I'm distributing an encrypted .mlpackage to my app and want to load it entirely in memory without ever writing decrypted weights to disk. I tried MLModelAsset(specification:blobMapping:) as the path to achieve this, but ran into a significant inference performance gap compared to the compiled code path.
What I'm trying to do
The encrypted .enc file is a serialized FileWrapper of the full .mlpackage, sealed with AES-GCM. At runtime I decrypt it in memory, deserialize the FileWrapper, extract the spec and weight blob, and load via MLModelAsset:
static func loadEncryptedPackage(url: URL, configuration: MLModelConfiguration) async throws -> MLModel {
// AES-GCM decryption → decryptedData (full serialized .mlpackage)
guard let wrapper = FileWrapper(serializedRepresentation: decryptedData) else { throw ... }
guard let (specWrapper, specParent) = findSpecWrapper(in: wrapper),
let spec = specWrapper.regularFileContents else { throw ... }
var blobs: [URL: Data] = [:]
collectBlobs(in: specParent, relativePath: "", excluding: specWrapper, into: &blobs)
// keys built as URL(fileURLWithPath: rel), e.g. "weights/weight.bin"
let asset = try MLModelAsset(specification: spec, blobMapping: blobs)
let model = try await MLModel.load(asset: asset, configuration: configuration)
// See observation #3 below — must retain these for the model's lifetime
objc_setAssociatedObject(model, &retentionKey, Retainer(spec: spec, blobs: blobs), .OBJC_ASSOCIATION_RETAIN)
return model
}
What I observed
-
Predictions are accurate. The blobs are found, weights are applied, and the model produces correct results.
-
Inference is drastically slower than the compiled code path. The same model loaded via MLModel.compileModel(at:) + MLModel.load(contentsOf:) runs inference much faster on the same device with the same MLModelConfiguration (computeUnits = .all). With MLModelAsset the slowdown is consistent across every prediction call, not just the first one.
-
The spec and blob Data objects must stay alive for the model's lifetime. Without retaining them via objc_setAssociatedObject, inference produces NaN outputs or crashes. This suggests Core ML holds a reference back into those Data buffers beyond the load() call, rather than copying them into its own memory during loading.
-
Using the exact blob URI from the spec as the blobMapping key triggers a compilation error. The spec (inspected via strings on the .mlmodel protobuf) stores blob references as @model_path/weights/weight.bin. When I key the blobMapping with URL(string: "@model_path/weights/weight.bin"), MLModel.load(asset:) throws:
compiler error: Encountered an error while compiling a model: validator error: The in-memory ML Program must not have a blob file reference but found a reference to mem://weights/weight.bin. With other key formats (e.g. URL(fileURLWithPath: "weights/weight.bin")), this error does not appear — the model loads and predictions are accurate, but inference is slow as in observation #2.

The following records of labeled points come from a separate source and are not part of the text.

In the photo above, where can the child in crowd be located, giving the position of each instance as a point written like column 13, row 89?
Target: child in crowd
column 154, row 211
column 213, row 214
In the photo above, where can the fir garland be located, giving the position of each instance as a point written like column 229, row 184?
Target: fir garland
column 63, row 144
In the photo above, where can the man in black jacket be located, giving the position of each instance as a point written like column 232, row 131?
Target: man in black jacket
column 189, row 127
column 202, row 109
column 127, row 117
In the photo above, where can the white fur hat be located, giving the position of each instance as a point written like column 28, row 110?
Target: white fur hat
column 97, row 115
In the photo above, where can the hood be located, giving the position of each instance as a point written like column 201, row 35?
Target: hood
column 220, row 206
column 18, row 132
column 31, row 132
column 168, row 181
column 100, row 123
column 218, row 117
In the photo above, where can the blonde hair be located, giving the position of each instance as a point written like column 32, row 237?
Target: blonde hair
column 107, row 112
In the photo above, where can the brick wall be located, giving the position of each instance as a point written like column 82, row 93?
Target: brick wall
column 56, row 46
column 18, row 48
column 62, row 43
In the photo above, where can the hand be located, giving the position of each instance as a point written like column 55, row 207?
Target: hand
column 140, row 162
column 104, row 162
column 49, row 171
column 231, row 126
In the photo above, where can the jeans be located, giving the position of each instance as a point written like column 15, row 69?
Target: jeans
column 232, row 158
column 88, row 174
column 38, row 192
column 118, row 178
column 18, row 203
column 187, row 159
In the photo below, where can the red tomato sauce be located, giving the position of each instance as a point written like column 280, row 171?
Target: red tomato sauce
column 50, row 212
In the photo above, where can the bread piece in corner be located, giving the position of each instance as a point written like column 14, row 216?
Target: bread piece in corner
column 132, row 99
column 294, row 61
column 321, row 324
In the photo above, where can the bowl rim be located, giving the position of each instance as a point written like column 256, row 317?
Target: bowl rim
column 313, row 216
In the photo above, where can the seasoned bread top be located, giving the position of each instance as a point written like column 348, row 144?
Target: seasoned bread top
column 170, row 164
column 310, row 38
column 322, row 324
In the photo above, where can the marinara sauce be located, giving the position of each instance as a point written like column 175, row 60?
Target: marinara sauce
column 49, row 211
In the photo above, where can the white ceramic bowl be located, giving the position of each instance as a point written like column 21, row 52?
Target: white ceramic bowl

The working alternative (which I want to avoid)
Decrypting to a temporary directory, calling MLModel.compileModel(at:), loading from the compiled .mlmodelc, then deleting the temp files produces fast inference. Same model, same device, same configuration. The only difference is the compilation step — and the fact that decrypted weights touch disk, which I want to avoid for security reasons.
Questions
-
Is MLModelAsset(specification:blobMapping:) expected to produce inference performance equivalent to loading from a compiled .mlmodelc? If not, is the performance gap fundamental to the API or something that can be addressed?
-
Is there any supported way to load an mlprogram model with external weight blobs entirely in memory and achieve inference performance comparable to the compiled code path — i.e. without writing decrypted model data to disk at any point?
-
The validator error "in-memory ML Program must not have a blob file reference" is a hard block when Core ML successfully resolves the blobs and attempts mlprogram compilation. Is this an intended constraint, and does it mean MLModelAsset(specification:blobMapping:) is not the right API for this use case?